Hinzu kommt, dass Zeit als relativ betrachtet werden muss, da eine absolute Zeit, die alles auf gleiche Weise einrahmt, die gleichen Probleme verursacht wie ein absoluter Raum, in dem alles geschieht. Mit einer absoluten Zeit würde wieder ein letztes (zeitliches) Objekt geschaffen werden, das alles übrige bestimmt aber selbst nicht bestimmt wird. Stattdessen werden Dinge eben durch ihre Verschiedenheit, auch durch ihre zeitliche Verschiedenheit, zu allen möglichen anderen Dingen definiert. Eine geordnete Einheit, die alles definieren sollte, müsste selbst ihre Ordnung von der übrigen möglichen Unordnung oder von anderen Ordnungen abgrenzen. Deshalb ist auch im Zeitkontinuum jedes Seiende eine Überlagerung aller möglichen Zeiten, da das Zeitkontinuum Bestandteil des Raumkontinuums ist. In der Gegenwart eines Seienden kommt ein räumliches Kontinuum zusammen, das aus unterschiedlichen Vergangenheiten besteht und sich in unterschiedliche Richtungen weiterentwickelt.

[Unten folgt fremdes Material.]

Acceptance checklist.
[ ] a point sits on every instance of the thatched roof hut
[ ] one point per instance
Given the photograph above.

Denn Raumzeit entwickelt sich nicht geschlossen in eine Richtung, sie ist entropisch. So kann die Gegenwart jedes Seienden zu anderen Seienden mit ihren eigenen Zeiten abgegrenzt werden. Mit der Metapher des Flusses heißt das, dass die Fließrichtung nicht vorgegeben ist (wenn man in dieser Metapher einmal vom „vorwärts“ absieht). Nur die Bewegung gehört zum Fluss, aber für Richtung und Geschwindigkeit bleibt immer ein minimaler Spielraum, für jeden Raumzeitausschnitt den wir betrachten. Da Zeit, wie Raum nicht in Elemente zerlegbar, sondern kontinuierlich ist, ist die Anzahl dieser Richtungen und Geschwindigkeiten unendlich (da unendlich teilbar anstatt unendlich geteilt). Die Mächtigkeit dieser möglichen Entfaltung steckt in jedem Raum-Zeit-Punkt. Qualitative (kontingent-zeitliche) Veränderung eines Seienden kann auf diese Weise als aktual unendlich betrachtet werden, da das lineare Raum-Zeit-Kontinuum diese Mächtigkeit an Möglichkeiten bereithält, sodass sie sich zu den jeweiligen Zeitpunkten entfalten können.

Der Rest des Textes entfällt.